『いだてん』二十回目〜 [ドラマ]
「レアな新種、キタ〜〜〜〜〜!!!!!」(「ポケモンgo」の)
 と、昨夜、夫と夜道をいきなり全力疾走することになったあひるであった(ポケモンがある場所に出現する時間は限られているため)。ジョギングをするわけではないので、全力で走る機会はめったにない。「遅れてきたら、私をおいて先に行っていいから」と夫には言った。しかし。何ということでしょう、最近時間を作って夜な夜な夫と母と散歩するように心がけていたからか、知らず知らずのうちに脚がものすごく鍛えられていた。走れる! 息が切れそうになっても、脚が自然と前に進む! 以前の自分より明らかに走れるようになっている! 途中、歩きも挟みましたが、約1.2キロをかなりのスピードで駆け抜け、無事レアポケモンをゲット。同時に自信もゲット。人間、鍛えれば向上できる…! どんどん前に進んでいける、それが走る楽しさだったりするのかな…と、『いだてん』について考えながら爆走していました。

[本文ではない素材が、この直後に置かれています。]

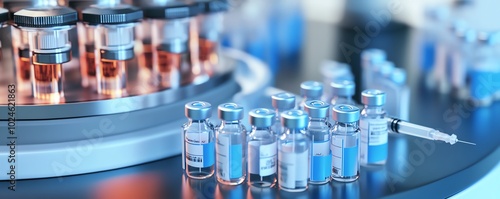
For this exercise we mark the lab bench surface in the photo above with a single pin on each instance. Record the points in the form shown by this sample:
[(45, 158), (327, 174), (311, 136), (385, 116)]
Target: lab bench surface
[(415, 167)]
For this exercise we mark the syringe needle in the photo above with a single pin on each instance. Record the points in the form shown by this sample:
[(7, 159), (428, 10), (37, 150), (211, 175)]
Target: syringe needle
[(466, 142)]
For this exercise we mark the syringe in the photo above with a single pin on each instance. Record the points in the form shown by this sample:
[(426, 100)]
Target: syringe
[(399, 126)]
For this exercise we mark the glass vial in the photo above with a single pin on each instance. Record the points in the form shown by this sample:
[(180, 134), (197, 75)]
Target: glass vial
[(310, 90), (345, 142), (318, 130), (231, 145), (262, 149), (198, 145), (373, 126), (343, 91), (293, 152), (281, 102), (370, 59)]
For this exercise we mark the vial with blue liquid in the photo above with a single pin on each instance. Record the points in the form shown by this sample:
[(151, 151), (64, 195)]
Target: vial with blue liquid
[(318, 131), (198, 154), (293, 152), (281, 102), (373, 126), (345, 142), (262, 149), (310, 90), (231, 145), (342, 91)]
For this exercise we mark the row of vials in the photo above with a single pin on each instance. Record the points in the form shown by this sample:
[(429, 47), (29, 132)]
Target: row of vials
[(291, 147), (176, 43)]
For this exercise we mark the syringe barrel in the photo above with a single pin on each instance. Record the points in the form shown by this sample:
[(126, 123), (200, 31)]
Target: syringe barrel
[(407, 128)]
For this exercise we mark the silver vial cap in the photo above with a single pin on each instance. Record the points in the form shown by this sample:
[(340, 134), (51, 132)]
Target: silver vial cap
[(198, 110), (373, 55), (316, 108), (311, 89), (343, 88), (262, 117), (345, 113), (373, 97), (294, 119), (230, 111), (283, 101)]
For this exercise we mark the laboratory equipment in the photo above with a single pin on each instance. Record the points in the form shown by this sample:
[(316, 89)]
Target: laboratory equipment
[(198, 150), (47, 25), (293, 152), (262, 149), (231, 145), (318, 131), (113, 28), (173, 38), (334, 71), (345, 143), (407, 128), (281, 102), (310, 90), (373, 126), (398, 102), (342, 92), (210, 23), (370, 61)]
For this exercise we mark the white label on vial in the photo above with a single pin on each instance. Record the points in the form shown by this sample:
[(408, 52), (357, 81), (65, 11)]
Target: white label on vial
[(195, 155), (373, 135), (344, 159), (262, 159), (293, 169)]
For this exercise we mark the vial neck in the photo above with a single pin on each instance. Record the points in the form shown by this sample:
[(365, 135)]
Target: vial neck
[(255, 128), (293, 130), (370, 109), (338, 99), (346, 126)]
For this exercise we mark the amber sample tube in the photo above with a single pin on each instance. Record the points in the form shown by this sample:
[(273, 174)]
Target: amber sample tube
[(168, 68), (208, 55), (113, 77), (48, 82)]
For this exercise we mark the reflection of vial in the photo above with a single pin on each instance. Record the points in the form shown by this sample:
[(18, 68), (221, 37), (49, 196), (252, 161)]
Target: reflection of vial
[(373, 125), (231, 145), (170, 40), (47, 26), (318, 131), (345, 141), (293, 152), (113, 26), (342, 92), (198, 151), (310, 90), (281, 102), (262, 149), (210, 28)]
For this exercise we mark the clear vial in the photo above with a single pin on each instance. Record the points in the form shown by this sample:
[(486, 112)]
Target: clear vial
[(198, 149), (281, 102), (343, 91), (318, 130), (231, 145), (262, 149), (293, 152), (310, 90), (373, 126), (345, 142)]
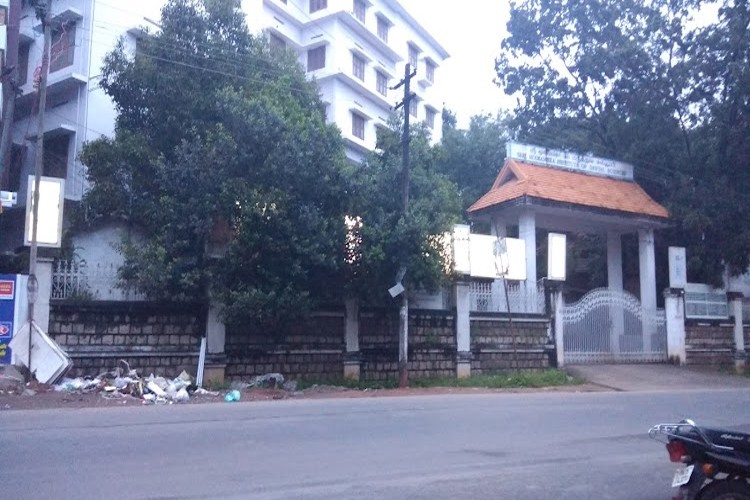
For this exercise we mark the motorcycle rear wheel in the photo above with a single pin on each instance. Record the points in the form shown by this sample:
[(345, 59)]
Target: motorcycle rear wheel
[(726, 490)]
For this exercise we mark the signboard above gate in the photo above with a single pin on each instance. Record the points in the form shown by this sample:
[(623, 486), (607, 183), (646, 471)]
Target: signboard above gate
[(557, 158)]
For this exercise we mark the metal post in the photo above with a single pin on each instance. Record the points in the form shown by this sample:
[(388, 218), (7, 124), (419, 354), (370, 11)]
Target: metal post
[(33, 286)]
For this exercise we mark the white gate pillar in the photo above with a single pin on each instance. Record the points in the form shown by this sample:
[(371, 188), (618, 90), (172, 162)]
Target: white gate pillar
[(614, 261), (352, 357), (740, 357), (557, 306), (463, 329), (498, 229), (216, 338), (527, 232), (674, 311), (647, 264), (615, 283)]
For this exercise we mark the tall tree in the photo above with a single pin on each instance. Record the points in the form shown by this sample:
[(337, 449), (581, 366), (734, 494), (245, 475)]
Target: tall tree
[(223, 161), (385, 238), (648, 83), (472, 157)]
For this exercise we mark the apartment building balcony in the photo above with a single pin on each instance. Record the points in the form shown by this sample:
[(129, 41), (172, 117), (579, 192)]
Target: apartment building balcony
[(359, 28), (61, 85), (358, 86), (286, 12), (67, 67)]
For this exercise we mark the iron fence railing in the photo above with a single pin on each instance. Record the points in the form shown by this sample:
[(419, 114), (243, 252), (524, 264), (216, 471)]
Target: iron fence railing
[(489, 296), (76, 279)]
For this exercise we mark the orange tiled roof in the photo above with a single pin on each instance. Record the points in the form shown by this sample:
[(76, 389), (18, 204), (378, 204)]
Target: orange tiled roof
[(517, 179)]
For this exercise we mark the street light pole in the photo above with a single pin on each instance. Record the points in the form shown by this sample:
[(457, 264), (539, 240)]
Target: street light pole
[(33, 286)]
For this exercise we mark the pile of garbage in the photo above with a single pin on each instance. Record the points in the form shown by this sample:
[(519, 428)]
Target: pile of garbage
[(126, 383)]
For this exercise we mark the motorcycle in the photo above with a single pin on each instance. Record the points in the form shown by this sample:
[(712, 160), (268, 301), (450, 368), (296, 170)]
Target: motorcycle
[(716, 461)]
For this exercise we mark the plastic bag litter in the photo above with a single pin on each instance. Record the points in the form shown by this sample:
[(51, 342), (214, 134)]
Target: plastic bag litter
[(272, 380), (77, 384), (154, 388), (202, 391), (232, 396), (182, 396)]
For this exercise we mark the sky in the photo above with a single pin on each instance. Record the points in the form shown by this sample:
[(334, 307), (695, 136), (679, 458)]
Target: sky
[(471, 32)]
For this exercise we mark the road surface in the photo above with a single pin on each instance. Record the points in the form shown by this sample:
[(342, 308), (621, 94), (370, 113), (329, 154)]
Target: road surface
[(515, 446)]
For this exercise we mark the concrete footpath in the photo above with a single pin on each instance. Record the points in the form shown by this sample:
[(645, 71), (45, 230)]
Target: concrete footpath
[(656, 377)]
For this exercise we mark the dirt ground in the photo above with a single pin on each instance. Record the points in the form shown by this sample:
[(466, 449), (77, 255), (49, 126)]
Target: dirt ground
[(45, 397)]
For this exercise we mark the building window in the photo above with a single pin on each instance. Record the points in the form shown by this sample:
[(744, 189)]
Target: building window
[(382, 83), (23, 63), (63, 48), (430, 118), (56, 156), (413, 56), (316, 58), (430, 71), (358, 126), (383, 28), (358, 67), (277, 44), (316, 5), (360, 10)]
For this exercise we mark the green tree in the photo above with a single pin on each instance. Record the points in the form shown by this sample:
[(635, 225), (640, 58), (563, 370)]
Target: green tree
[(472, 158), (643, 82), (385, 238), (223, 161)]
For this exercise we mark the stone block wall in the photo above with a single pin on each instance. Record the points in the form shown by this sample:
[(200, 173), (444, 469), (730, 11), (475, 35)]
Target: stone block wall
[(432, 344), (312, 349), (163, 339), (709, 344), (492, 344)]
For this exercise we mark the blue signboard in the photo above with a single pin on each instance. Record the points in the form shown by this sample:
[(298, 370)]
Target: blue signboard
[(7, 312)]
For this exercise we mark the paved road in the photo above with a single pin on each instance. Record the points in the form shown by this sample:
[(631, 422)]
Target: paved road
[(656, 377), (519, 446)]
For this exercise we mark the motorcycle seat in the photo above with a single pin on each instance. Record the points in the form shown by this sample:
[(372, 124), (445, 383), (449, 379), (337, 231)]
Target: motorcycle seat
[(740, 441)]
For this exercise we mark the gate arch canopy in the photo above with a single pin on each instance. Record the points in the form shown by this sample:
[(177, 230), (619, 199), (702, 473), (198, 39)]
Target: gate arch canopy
[(611, 326), (562, 191)]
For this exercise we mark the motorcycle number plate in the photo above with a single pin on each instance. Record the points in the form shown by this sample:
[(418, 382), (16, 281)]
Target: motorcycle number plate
[(682, 476)]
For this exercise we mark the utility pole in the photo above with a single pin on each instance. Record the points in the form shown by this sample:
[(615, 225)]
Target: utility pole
[(11, 92), (403, 325), (45, 15)]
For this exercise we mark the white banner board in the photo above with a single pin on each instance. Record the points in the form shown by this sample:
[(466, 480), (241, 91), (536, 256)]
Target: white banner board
[(492, 257), (584, 163), (556, 255), (677, 268), (51, 199)]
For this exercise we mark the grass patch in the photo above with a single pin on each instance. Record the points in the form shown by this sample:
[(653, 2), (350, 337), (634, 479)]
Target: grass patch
[(360, 385), (547, 378)]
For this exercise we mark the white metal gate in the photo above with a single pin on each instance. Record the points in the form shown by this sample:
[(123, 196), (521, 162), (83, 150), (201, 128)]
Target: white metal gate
[(610, 326)]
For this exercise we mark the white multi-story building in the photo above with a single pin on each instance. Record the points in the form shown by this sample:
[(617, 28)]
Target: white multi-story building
[(83, 33), (357, 50)]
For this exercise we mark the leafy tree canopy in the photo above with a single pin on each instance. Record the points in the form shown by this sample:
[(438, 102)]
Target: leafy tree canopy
[(224, 162), (648, 83), (386, 238), (472, 157)]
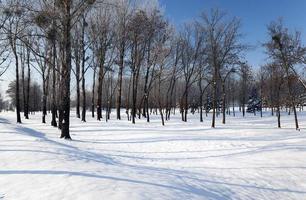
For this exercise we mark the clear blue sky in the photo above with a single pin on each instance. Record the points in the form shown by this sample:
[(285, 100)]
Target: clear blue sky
[(254, 14)]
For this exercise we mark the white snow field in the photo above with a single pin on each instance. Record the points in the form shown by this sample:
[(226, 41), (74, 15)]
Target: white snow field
[(248, 158)]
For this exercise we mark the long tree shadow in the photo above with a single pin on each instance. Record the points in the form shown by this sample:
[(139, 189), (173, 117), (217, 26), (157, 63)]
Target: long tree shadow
[(186, 188), (66, 148)]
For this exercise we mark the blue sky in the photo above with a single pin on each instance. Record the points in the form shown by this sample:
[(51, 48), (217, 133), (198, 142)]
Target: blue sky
[(254, 14)]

 嘉納治五郎(役所広司)のクーベルタンへの手紙が功を奏し、マラソンはアントワープ・オリンピックの正式種目に! そして、岸清一(岩松了)のおかげで渡航費も支給されることに。監督は誰? ――ストックホルムのとき、監督をめぐってプチ争いを繰り広げるも、大森兵蔵にその座を奪われた体協の可児徳(古舘寛治)と永井道明(杉本哲太)の凸凹コンビ。今度こそ二人のうちのどちらかのはず、もしや? と可児が問うたところ、確かに永井は打診を受けていた。けれども。意外なことに、断っていた。自分はもはや、古い人間だからと。退こうとする人間の決意、その美学。明治男のせつなさが胸を打つ、杉本の演技。じゃあ監督、可児さん? と思いきや。アントワープに出発していったのは、辰野保というこれがいきなり初登場の人物だった。見送る人々の「バンザーイ」の声にまぎれ、一緒に手を上げつつ「辰野〜、誰だ〜」と可児さん。演じる古舘寛治の情けなくも実に微妙な表情。爆笑。可児さんと同じく「誰だ〜」と訝しみつつ、でも、その名字で東大出の弁護士ということはもしや…と思いきや、やはり、東京駅の建築で名高い建築家、辰野金吾の息子でした。
 船でアントワープへ向かう選手団――横浜・山下公園(今、バラ園が見頃!)に浮かぶ氷川丸のアールデコ様式の船内やデッキ等が画面に登場〜。そして。いざ下船というとき、金栗四三(中村勘九郎)は遂に皆に告白することとなる。養子縁組したため、自分は池部姓であること、妻と子供もいること。妻子の写真を見せてもらえたのは治五郎先生オンリー――口に両手をやって「キャ」と言わんばかりの反応を見せる役所広司がめちゃめちゃかわいい。しかし。他の人々は妻の正体わからずじまい。妻、誰だ〜。予想をめぐらす人々。
 ロンドン勤務となっていた三島弥彦(生田斗真)、自腹を切ってやって来た永井らの現地での励ましを受け、走る金栗と日本のいだてんたち。――しかし。世界の壁は厚かった。報告会。芳しい成績を上げられなかった日本選手団――金栗は、ハードワークがたたって足を痛めていたこともあり、16位だった。日本選手たちに、集まった記者から怒号が飛ぶ。「非国民!」――あひるも、あるとき、ある競技のワールドカップにあまり興味を示さなかったら、言われたことがあります。「藤本さんは非国民だ!」と――言った人、記者だったな、そう言えば。多様な声をすくい上げ、健闘をまずはたたえる、そんなジャーナリズムが理想かつ信条なり。
 怒号飛び交う中、一人、敢然と記者たちに言い返したのは、スヤ(綾瀬はるか)だった。「金栗四三の妻、誰だ〜」と皆に思われていた、その人。マラソンの選手たちが完走したことをたたえ、夫四三の走りは自分にとっては金メダルだと宣言する。強い人。ぶれない人。こういう人に支えられているからこそ、四三さんも己の道に邁進できるんだろうな…って、四三さん、傷心でさまようベルリンで女子槍投げにびっくりしてないで、早く日本へ、スヤさんのもとへ帰ってきてあげて〜。
 今回、青年時代の田畑政治が登場しましたが。最初、阿部サダヲ本人が演じているのかな…と思った。それくらい、この役を演じる原勇弥は、阿部の演技の特徴をとらえていた。一人の人物の人生を複数の人間で演じる場合、つながりがきちんと意識されていると、おお、やるなあ! と思う。そんな演技。